Roberts wrote a letter to the Oklahoma State Election Board, saying, "Every citizen deserves to have faith in the integrity of the election process and its outcome. It is my responsibility, as an elected public servant, to assure my constituents that Oklahoma’s elections are safe and secure."
Roberts continued the news release by spreading unfounded claims that there was widespread voter fraud in various states during the 2020 presidential election.
The audit the Republican lawmaker requested would consist of a registration and votes cast audit, a vote count and tally audit, an election voting systems audit and a reported results audit.
According to the Oklahoma State Election Board's website, former President Donald Trump won Oklahoma County with 49.21% of the vote. President Joe Biden received 48.08% and about 3,300 fewer votes than Trump.
The presidential race in Oklahoma County was much closer than the statewide numbers. Trump won Oklahoma's seven Electoral College votes after garnering 65.37% of the vote and collecting a little more than double the amount of votes the Biden-Harris ticket received in the Sooner State.

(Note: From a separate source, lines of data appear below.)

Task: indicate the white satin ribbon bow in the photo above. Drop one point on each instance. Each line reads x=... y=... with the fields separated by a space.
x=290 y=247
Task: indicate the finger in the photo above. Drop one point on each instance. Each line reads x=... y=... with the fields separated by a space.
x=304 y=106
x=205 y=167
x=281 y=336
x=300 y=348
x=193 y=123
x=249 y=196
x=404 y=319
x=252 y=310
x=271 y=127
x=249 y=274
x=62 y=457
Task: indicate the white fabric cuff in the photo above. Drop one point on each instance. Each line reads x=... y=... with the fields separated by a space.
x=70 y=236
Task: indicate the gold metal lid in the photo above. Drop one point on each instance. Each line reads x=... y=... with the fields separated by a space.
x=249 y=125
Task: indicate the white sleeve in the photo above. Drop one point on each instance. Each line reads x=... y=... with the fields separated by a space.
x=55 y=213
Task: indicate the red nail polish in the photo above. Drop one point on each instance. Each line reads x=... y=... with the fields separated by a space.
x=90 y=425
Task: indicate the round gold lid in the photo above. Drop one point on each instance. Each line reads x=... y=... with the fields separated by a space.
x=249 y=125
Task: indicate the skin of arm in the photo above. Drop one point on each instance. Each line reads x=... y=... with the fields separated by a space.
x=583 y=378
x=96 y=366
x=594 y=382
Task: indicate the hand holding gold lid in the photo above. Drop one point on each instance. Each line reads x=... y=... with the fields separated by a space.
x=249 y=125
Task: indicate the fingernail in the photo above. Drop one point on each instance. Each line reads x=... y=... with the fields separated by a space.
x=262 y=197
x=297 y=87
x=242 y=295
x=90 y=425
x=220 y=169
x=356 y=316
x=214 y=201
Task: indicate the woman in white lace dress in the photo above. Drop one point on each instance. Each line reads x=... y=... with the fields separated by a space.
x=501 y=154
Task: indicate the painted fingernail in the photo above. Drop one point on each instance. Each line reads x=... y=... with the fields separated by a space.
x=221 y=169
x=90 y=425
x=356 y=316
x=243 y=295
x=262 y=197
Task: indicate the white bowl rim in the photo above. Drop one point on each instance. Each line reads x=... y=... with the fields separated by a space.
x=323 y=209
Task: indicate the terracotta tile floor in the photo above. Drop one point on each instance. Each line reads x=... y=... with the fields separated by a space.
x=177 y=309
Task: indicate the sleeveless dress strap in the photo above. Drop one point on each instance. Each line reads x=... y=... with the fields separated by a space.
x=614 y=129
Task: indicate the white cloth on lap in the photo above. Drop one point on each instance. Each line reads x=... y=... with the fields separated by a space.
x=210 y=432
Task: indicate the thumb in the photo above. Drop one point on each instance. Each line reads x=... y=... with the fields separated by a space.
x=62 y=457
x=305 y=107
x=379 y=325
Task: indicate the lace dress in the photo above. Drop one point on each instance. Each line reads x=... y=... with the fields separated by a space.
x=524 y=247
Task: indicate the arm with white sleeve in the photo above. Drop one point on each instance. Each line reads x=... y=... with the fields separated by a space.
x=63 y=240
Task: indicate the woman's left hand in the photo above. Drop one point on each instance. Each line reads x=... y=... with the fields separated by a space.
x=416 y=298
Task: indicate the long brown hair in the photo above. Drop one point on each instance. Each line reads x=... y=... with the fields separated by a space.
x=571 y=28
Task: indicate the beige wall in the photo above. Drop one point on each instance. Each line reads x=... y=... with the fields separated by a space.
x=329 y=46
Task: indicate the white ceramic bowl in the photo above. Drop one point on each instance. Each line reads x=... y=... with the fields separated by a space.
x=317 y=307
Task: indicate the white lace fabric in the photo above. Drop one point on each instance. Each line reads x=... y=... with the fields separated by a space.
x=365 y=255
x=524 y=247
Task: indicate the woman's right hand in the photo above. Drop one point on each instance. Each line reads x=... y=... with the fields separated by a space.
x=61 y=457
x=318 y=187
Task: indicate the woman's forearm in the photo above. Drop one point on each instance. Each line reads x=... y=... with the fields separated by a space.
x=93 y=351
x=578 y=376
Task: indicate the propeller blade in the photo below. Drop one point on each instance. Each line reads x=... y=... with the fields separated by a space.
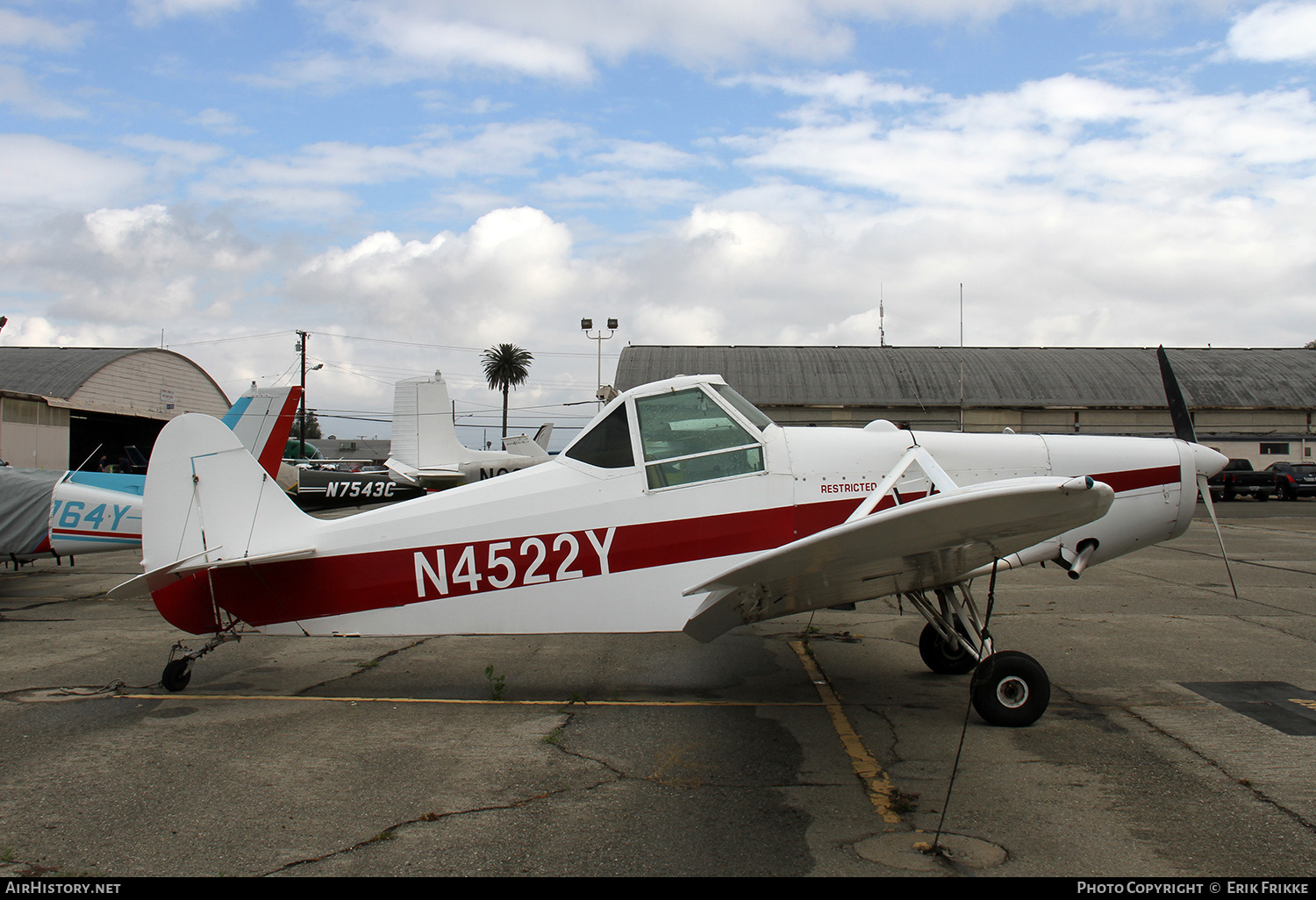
x=1174 y=399
x=1205 y=489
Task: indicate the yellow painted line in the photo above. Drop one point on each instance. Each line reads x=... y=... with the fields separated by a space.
x=471 y=703
x=876 y=781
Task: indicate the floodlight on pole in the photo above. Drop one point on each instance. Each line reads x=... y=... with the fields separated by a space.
x=587 y=326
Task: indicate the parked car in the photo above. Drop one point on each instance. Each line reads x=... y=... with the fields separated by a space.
x=1239 y=478
x=1294 y=481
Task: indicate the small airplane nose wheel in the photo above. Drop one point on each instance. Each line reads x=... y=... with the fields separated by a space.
x=941 y=657
x=176 y=675
x=1011 y=689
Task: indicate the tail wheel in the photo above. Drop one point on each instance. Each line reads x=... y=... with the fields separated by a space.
x=941 y=657
x=1011 y=689
x=176 y=675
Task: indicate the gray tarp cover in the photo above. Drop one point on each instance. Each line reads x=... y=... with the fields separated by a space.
x=25 y=507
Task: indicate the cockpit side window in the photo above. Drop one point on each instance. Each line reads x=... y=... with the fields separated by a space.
x=687 y=437
x=607 y=445
x=744 y=407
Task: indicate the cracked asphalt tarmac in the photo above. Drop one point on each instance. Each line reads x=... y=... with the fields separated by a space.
x=657 y=755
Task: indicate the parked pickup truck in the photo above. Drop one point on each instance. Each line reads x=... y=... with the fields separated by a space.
x=1294 y=481
x=1239 y=478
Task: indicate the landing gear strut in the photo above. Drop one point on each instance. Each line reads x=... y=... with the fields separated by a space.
x=1008 y=689
x=178 y=671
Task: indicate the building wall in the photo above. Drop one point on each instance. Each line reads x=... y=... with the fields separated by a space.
x=157 y=384
x=33 y=434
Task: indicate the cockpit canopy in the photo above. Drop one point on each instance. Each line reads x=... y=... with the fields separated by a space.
x=694 y=431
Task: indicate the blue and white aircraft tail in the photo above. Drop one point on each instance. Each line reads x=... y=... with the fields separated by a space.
x=99 y=512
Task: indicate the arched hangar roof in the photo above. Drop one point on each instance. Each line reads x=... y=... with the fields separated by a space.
x=124 y=381
x=1224 y=378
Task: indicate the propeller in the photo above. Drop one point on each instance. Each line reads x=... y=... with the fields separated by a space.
x=1184 y=432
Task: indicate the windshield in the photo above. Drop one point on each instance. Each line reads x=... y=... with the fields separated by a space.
x=687 y=437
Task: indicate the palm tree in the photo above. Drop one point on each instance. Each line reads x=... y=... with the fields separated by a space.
x=505 y=366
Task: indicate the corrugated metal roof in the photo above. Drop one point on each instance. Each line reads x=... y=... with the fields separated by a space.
x=54 y=371
x=992 y=376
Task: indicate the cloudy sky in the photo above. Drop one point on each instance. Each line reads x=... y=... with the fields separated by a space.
x=413 y=181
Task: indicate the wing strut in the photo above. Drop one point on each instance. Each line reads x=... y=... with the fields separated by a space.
x=916 y=454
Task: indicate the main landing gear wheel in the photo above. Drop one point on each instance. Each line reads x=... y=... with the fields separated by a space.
x=176 y=675
x=1011 y=689
x=940 y=657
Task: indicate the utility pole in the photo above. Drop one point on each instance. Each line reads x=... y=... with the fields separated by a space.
x=302 y=349
x=587 y=325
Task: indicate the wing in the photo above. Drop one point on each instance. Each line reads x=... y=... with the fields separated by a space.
x=918 y=545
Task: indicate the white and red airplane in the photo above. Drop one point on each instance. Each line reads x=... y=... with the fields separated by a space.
x=78 y=512
x=679 y=508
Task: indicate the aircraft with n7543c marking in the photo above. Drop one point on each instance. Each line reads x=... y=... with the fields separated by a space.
x=679 y=508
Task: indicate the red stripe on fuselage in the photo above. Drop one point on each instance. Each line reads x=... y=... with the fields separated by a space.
x=352 y=583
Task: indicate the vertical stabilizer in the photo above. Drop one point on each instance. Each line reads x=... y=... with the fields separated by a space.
x=424 y=436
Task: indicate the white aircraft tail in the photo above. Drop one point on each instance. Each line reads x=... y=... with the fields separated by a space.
x=424 y=436
x=210 y=505
x=526 y=446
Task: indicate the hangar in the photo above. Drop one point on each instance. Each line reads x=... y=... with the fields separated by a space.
x=1248 y=403
x=62 y=405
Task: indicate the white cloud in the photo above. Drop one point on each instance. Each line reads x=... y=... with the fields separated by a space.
x=132 y=265
x=18 y=92
x=318 y=178
x=18 y=29
x=1276 y=32
x=220 y=123
x=36 y=171
x=497 y=279
x=397 y=39
x=152 y=12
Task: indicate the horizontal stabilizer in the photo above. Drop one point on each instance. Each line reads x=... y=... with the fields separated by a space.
x=919 y=545
x=524 y=446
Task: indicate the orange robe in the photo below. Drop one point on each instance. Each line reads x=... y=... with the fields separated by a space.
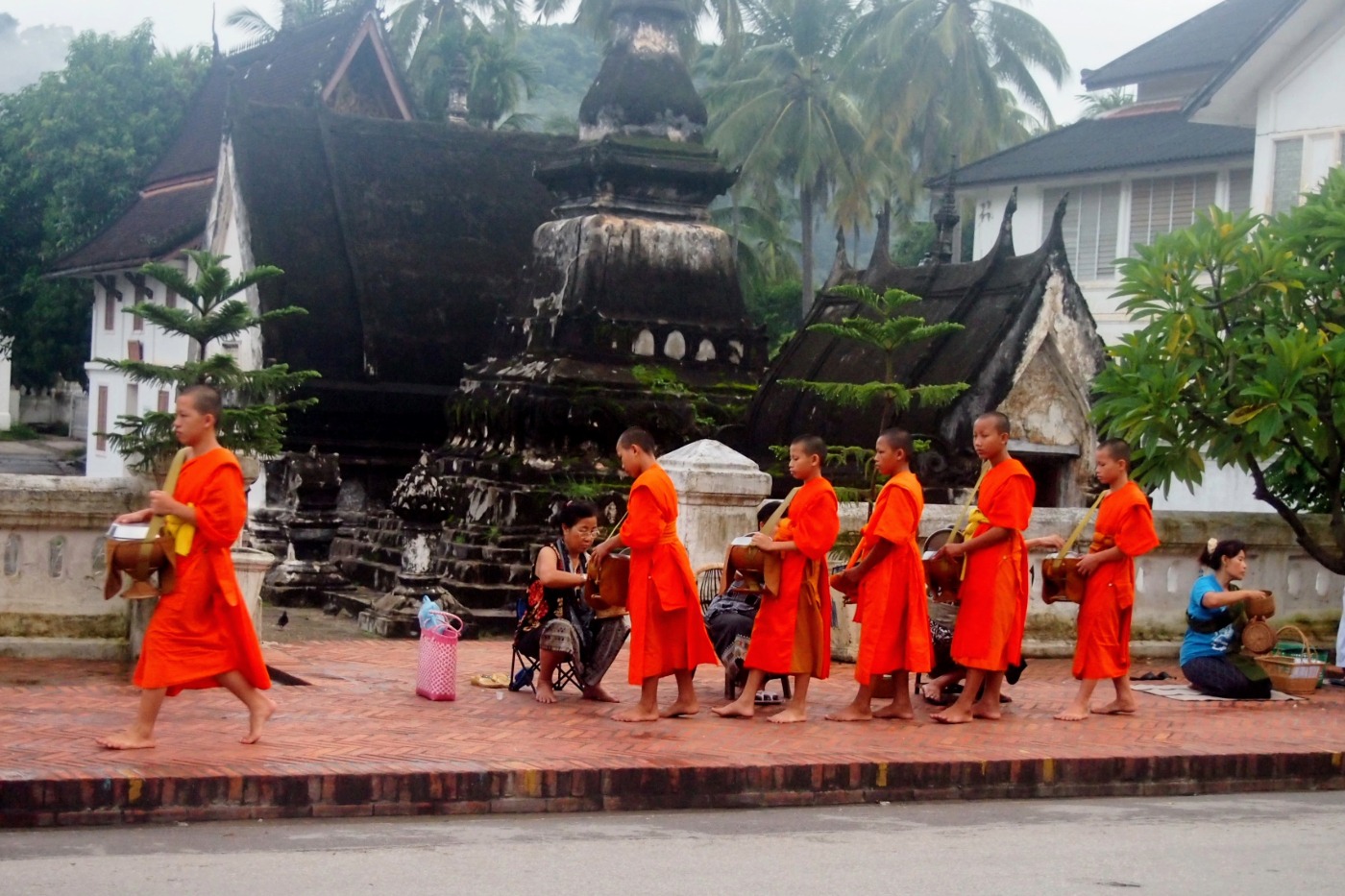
x=1103 y=647
x=793 y=630
x=892 y=608
x=202 y=628
x=668 y=631
x=994 y=588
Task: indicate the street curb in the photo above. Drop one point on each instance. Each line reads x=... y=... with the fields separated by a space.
x=131 y=799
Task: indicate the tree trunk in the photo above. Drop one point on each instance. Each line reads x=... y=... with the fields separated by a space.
x=806 y=275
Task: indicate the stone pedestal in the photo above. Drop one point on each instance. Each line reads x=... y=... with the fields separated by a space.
x=719 y=493
x=306 y=576
x=420 y=500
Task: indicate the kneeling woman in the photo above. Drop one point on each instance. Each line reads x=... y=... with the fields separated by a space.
x=561 y=626
x=1210 y=653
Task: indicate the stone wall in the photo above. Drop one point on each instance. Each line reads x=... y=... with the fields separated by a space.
x=51 y=536
x=1305 y=593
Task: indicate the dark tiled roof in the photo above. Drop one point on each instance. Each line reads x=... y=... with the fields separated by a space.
x=152 y=228
x=286 y=71
x=997 y=299
x=1112 y=144
x=401 y=238
x=289 y=70
x=1207 y=42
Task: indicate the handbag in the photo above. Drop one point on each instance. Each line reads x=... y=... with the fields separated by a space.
x=143 y=559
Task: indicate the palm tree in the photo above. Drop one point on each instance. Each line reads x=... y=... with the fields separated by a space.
x=292 y=13
x=952 y=77
x=779 y=111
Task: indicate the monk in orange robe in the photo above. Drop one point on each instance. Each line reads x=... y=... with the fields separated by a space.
x=1125 y=530
x=201 y=634
x=668 y=631
x=791 y=633
x=994 y=586
x=887 y=574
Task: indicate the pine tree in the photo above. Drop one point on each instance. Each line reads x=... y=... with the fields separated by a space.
x=885 y=329
x=256 y=405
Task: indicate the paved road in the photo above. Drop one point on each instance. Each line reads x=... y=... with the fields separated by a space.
x=1260 y=844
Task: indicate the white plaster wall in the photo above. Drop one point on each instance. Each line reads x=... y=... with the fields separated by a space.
x=1304 y=101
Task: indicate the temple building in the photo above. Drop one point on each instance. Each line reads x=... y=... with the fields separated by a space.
x=1028 y=348
x=340 y=63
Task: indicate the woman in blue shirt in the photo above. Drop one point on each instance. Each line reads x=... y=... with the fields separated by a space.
x=1210 y=654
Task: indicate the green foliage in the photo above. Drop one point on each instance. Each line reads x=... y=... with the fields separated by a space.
x=74 y=147
x=19 y=432
x=887 y=331
x=256 y=405
x=1240 y=359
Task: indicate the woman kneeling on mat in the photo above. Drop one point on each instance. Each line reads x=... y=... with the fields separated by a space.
x=1210 y=654
x=561 y=626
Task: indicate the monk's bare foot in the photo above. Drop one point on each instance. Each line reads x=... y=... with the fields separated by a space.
x=636 y=714
x=681 y=708
x=990 y=712
x=257 y=715
x=789 y=715
x=737 y=709
x=952 y=715
x=127 y=740
x=896 y=709
x=599 y=694
x=1073 y=712
x=853 y=712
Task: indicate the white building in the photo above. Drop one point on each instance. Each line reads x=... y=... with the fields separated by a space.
x=1237 y=107
x=342 y=62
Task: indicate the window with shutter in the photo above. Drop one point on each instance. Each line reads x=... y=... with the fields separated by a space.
x=1287 y=175
x=1091 y=228
x=1240 y=191
x=1162 y=205
x=101 y=440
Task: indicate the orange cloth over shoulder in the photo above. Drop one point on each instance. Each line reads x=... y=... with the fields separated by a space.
x=994 y=588
x=891 y=608
x=793 y=630
x=1105 y=615
x=202 y=628
x=668 y=630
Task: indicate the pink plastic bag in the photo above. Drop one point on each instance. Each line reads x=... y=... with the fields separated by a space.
x=436 y=668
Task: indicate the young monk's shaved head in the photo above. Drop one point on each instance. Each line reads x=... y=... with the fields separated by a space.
x=636 y=437
x=811 y=446
x=998 y=420
x=898 y=440
x=1116 y=449
x=205 y=399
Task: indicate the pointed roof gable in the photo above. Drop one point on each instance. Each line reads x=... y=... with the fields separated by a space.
x=299 y=67
x=1206 y=42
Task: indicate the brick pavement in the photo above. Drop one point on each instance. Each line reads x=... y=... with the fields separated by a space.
x=359 y=741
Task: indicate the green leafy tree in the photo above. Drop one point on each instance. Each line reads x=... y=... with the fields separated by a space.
x=951 y=77
x=887 y=329
x=292 y=13
x=777 y=110
x=256 y=403
x=73 y=150
x=1240 y=358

State Election Board Secretary Paul Ziriax said the day after the General Election that Oklahoma voters set a record for the most votes ever cast for president in the state's history.
"Considering this was a Presidential General Election conducted during a pandemic, one week after a major ice storm, with a record level of voter participation, it went fairly smoothly," Ziriax said in November. "I am very proud of our county election officials, poll workers, and state election board staff for their perseverance, professionalism, and dedication to free and fair elections."
Ziriax also reported in November that Oklahoma's election process went relatively smoothly. Most issues that were reported were people campaigning for their candidate too close to the polls and social distancing measures slowing down the voting process.
"There were maybe a few other types of allegations made that did not necessarily pan out," Ziriax said. "But there were a lot of electioneering allegations that turned out to be factual, and thankfully, local law enforcement did a great job making sure those people stayed at least 300 feet away from the ballot box."